We arrive at the bridge about an hour and a half later and take a walk out over it. Difficult to take in the relevance of where we are with so many tourists with their loud clothes, big guts and expensive camcorders going "gee whiz Hon, is this the place on the film". Why can't they just go back their air-conditioned coaches and get off home for a McDonalds and a dustbin sized Haagen Daaz.
That's the trouble with famous places that find their stories recreated on the big screen - tourists will always track them down. Can't blame the locals for coining it in though - I suppose their money is just as good as anyone else's, rather more plentiful and easier to extract.
Back on the train again, we have at last escaped from the loud shirt brigade. Their tour ends at the bridge, ours goes another one-and-a-half hours up the gorge, carved out by the western soldiers during the war.
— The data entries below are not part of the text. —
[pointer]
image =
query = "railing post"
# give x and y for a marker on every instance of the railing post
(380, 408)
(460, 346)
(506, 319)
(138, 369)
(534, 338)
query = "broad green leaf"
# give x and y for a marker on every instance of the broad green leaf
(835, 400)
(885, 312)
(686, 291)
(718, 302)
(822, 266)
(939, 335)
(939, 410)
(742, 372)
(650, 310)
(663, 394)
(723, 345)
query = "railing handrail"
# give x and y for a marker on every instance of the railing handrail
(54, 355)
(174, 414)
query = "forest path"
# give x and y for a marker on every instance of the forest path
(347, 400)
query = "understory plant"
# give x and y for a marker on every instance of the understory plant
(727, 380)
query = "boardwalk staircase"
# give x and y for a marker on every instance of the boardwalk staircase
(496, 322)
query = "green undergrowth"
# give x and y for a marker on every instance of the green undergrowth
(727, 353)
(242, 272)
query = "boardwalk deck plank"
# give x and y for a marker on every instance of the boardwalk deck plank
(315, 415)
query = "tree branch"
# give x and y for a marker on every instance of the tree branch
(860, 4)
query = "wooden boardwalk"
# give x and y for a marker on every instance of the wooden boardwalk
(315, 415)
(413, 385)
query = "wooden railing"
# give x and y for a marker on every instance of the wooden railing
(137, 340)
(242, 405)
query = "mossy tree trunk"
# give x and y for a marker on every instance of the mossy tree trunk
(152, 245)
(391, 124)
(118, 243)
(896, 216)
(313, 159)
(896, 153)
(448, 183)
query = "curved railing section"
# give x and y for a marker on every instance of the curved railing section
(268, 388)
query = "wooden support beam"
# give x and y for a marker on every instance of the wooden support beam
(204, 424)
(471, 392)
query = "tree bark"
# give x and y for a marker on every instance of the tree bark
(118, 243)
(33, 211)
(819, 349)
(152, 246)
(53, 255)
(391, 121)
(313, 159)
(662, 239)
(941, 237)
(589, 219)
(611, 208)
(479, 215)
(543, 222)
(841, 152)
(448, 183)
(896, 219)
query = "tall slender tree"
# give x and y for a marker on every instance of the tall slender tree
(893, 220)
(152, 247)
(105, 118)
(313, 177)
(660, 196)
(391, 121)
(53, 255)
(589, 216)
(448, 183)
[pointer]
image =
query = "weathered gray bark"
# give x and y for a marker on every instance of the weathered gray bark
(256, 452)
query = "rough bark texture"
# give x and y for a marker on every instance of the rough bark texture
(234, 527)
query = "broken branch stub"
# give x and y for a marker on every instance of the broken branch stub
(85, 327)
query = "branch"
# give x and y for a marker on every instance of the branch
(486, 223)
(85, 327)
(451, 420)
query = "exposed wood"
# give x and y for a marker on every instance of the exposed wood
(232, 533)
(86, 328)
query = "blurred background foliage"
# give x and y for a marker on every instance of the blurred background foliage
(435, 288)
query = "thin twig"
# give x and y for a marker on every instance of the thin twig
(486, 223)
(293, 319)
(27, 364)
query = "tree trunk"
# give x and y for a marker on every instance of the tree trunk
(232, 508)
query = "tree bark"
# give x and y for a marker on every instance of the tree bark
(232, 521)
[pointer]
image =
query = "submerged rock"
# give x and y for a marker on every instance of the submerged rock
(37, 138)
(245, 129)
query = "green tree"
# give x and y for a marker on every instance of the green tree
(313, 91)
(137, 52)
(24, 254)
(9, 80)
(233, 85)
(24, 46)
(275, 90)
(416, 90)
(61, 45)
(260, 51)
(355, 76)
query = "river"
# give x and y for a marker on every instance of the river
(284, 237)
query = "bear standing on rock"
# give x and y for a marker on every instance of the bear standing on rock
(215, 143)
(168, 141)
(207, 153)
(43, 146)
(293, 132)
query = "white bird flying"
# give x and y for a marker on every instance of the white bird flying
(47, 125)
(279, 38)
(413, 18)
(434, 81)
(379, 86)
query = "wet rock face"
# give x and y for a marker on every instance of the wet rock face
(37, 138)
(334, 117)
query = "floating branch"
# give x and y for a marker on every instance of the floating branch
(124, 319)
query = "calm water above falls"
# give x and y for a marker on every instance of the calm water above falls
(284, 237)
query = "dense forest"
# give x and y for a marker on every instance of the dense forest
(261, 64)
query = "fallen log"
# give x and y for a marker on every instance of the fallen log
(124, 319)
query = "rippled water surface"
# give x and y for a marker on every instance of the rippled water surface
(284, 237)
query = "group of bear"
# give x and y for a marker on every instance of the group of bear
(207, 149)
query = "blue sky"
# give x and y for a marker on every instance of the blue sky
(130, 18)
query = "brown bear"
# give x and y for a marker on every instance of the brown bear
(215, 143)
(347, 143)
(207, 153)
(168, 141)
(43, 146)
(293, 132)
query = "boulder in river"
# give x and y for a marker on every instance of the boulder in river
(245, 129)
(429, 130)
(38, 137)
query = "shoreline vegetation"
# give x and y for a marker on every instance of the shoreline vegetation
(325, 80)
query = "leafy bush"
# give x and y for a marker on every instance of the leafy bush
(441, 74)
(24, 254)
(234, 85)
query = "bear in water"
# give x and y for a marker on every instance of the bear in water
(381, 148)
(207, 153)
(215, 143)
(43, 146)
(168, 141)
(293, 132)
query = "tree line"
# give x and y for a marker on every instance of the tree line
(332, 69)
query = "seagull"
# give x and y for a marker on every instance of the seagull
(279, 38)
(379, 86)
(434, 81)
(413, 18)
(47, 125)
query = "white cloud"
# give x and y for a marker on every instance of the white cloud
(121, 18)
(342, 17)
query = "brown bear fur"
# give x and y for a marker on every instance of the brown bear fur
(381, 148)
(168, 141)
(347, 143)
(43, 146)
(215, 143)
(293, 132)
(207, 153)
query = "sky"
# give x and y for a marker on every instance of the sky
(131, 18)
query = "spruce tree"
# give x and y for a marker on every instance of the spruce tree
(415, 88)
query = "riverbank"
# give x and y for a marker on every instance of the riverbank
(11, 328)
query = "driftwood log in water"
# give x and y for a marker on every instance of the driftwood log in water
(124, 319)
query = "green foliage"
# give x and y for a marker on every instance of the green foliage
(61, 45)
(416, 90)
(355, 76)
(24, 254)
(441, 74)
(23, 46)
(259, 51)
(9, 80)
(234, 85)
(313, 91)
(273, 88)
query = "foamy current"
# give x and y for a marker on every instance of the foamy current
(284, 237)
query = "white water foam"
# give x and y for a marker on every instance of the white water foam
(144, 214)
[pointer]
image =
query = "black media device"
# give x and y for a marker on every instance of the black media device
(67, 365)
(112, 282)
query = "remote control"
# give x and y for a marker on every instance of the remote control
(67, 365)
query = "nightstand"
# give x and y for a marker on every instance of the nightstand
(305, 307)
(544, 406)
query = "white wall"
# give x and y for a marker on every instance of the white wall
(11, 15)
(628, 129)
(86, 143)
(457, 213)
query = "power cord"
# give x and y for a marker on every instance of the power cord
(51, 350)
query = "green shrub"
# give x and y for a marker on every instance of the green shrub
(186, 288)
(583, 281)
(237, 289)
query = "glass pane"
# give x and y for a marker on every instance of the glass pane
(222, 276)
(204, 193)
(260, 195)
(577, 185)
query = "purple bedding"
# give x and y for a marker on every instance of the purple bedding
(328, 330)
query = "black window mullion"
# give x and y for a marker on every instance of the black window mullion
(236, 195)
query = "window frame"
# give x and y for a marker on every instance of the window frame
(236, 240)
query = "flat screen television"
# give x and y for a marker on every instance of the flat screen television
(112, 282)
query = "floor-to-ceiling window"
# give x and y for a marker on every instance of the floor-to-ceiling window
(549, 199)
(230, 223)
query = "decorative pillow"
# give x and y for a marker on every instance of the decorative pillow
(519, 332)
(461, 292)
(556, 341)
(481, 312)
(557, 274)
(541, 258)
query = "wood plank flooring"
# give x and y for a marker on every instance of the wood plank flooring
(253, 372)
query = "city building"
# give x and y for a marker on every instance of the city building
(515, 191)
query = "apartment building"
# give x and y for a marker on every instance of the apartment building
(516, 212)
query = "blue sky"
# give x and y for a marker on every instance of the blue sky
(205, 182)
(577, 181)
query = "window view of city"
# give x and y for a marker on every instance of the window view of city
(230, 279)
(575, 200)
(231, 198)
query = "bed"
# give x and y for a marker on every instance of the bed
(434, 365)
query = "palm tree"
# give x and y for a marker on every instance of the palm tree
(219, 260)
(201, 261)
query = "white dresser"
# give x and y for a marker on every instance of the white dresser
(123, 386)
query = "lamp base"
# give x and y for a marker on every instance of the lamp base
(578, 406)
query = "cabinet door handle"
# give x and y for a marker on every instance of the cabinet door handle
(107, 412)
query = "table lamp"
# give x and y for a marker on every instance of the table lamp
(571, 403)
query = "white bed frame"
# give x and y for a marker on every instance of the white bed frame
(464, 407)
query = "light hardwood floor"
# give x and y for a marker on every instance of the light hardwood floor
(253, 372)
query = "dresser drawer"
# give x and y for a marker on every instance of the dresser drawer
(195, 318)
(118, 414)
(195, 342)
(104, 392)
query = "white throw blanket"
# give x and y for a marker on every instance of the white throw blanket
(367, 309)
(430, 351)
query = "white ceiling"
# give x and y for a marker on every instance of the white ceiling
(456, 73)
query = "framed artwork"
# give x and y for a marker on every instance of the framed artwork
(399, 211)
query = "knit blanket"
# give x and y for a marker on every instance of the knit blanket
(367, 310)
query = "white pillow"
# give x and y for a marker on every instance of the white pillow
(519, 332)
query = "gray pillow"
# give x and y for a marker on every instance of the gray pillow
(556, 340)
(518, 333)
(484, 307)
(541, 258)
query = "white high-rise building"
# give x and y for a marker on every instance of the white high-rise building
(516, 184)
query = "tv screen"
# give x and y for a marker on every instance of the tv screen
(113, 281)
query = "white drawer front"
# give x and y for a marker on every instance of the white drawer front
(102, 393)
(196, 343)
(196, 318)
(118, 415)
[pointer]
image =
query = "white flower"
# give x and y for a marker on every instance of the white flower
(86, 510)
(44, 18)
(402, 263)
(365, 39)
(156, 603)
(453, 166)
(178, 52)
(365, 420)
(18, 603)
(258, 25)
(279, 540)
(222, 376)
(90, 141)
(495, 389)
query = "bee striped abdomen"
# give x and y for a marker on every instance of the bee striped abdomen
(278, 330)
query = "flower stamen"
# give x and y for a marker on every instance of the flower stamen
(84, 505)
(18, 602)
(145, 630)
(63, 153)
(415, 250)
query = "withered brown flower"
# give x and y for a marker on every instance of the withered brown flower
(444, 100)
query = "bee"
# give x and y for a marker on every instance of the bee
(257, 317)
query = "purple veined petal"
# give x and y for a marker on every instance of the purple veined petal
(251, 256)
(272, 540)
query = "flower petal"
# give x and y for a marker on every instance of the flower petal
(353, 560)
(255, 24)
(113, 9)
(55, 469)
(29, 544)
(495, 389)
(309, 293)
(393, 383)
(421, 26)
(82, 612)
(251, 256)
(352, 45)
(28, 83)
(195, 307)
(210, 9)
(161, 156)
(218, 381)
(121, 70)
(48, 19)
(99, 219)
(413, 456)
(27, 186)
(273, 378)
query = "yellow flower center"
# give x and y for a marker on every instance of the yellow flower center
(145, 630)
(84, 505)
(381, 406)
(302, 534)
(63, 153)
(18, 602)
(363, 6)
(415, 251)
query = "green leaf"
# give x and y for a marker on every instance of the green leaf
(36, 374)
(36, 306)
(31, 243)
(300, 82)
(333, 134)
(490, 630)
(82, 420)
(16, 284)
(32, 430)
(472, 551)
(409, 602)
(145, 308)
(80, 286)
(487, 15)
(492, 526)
You can only get a small insight into what they had to endure, working from dawn till dusk in very hot and sweaty conditions, with insufficient food and water and suffering from many untreated jungle illnesses. No wonder why so many of them had died along the way. They had dug the gorge by hand and it was intended to give the Japanese easy and quick military access to Burma. The job would have been gruelling enough using JCB's and modern technology. One can only begin to comprehend what they had to go through.
Arrive at Nam Tok Waterfalls where lots of children are going around selling food and drink on palm matting trays. Lots of mangy dogs rummaging through the bins. Buy a spicy sausage from a stall (which I regret dearly later on!) which tastes O.K. but I had no idea of its origin and sit by the falls to cool off for a while. On the way back to Bangkok, we are given a 40-minute stop at Kanchanaburi to visit the graves of the European soldiers. Most of them were in their 20's when they died and there are thousands of graves here. To our amazement we find a Fayers and a Prendergast (two rare names of my family) in the same row. Make a mental note to investigate this later.
Pull into Bangkok Station at 8.40pm exhausted - it's been a long day. Go back to the Asia hotel, pick up our bags, manage to stuff it all, and ourselves, into a tuk-tuk and check in at the White Orchid Hotel after a confusing detour to another White Orchard Hotel. There is a lovely restaurant over the road with golden arches over the front door where I procure a wonderful beef sandwich called a Big Mac. (O.K. I know; what a hypocrite.) Anyway, it's the nearest place and probably a bit safer than the sausage, which, incidentally, has being playing havoc with my digestive system ever since I ate the damned thing.